SocGen Appeals EU Calculation of $613.5 Million Euribor Fine

Societe Generale SA (GLE) said it’s fighting the way European Union regulators decided on its share of record 1.7 billion-euro ($2.3 billion) antitrust fines for rigging benchmark interest rates.

Societe Generale is challenging “the method of calculation used by the European Commission to determine the amount” of its 446 million-euro penalty levied on Dec. 4, the Paris-based bank said in a statement today. The EU decision was part of settlements with eight companies, including Deutsche Bank AG (DBK) and Royal Bank of Scotland Group Plc. (RBS)

The French bank’s appeal is the first legal challenge by a company in a settlement since the process was introduced by regulators in 2008. In exchange for settling cases, companies usually get a 10 percent discount on fines. Settlers admit liability and can be sued for damages by victims of the cartel.

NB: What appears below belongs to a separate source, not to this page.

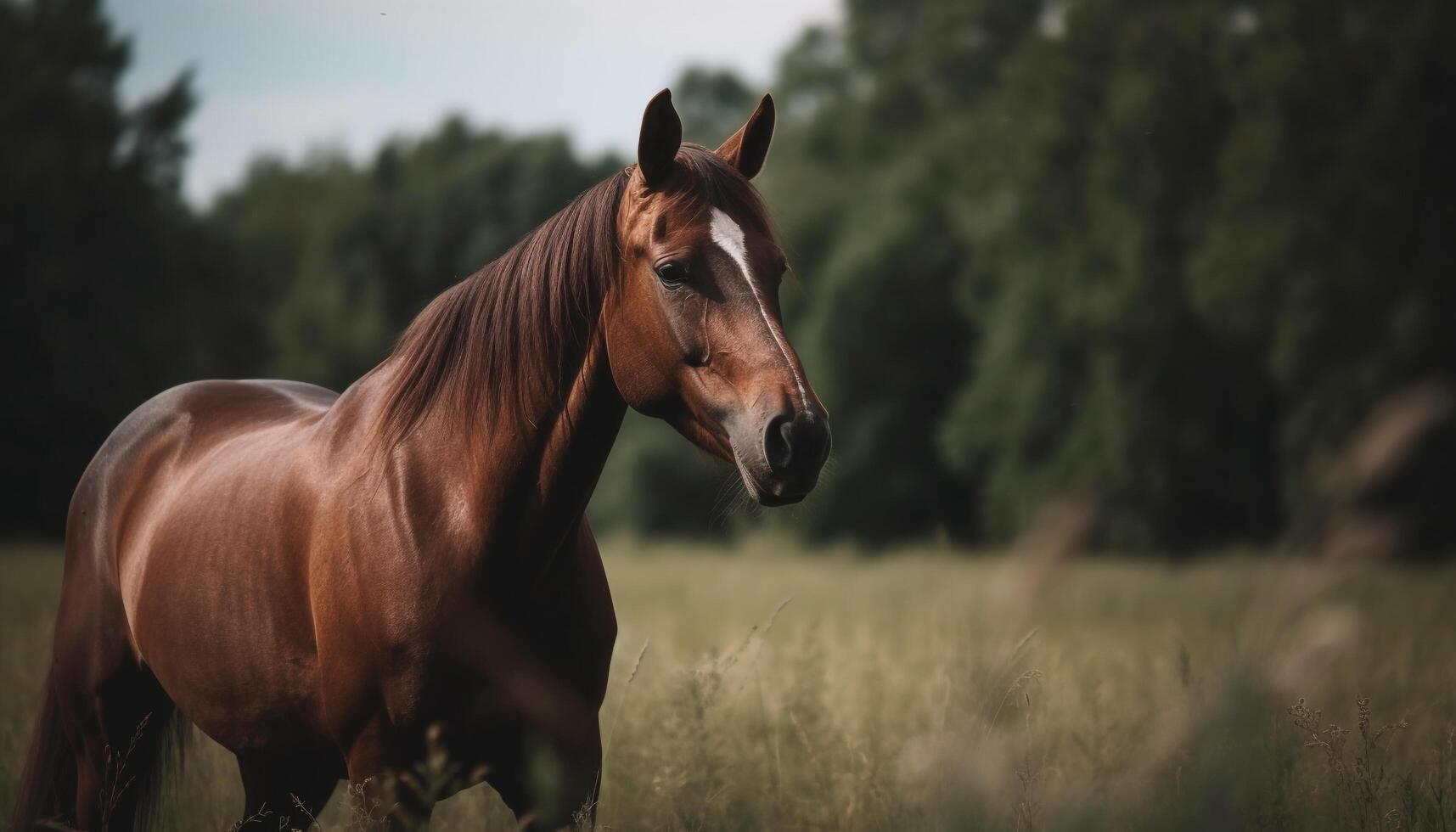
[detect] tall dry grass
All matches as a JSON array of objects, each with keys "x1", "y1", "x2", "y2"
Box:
[{"x1": 0, "y1": 536, "x2": 1456, "y2": 830}]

Deutsche Bank was fined 725 million euros in the case, the biggest single penalty, and RBS got a 391 million-euro penalty. The combined fines for manipulating the yen London interbank offered rate and Euribor are the largest-ever EU cartel penalties.

Societe Generale, which was fined for rigging Euribor, filed the appeal with the EU General Court on Feb. 14, the Luxembourg-based tribunal’s press office said.

Antoine Colombani, a spokesman for EU Competition Commissioner Joaquin Almunia, declined to comment.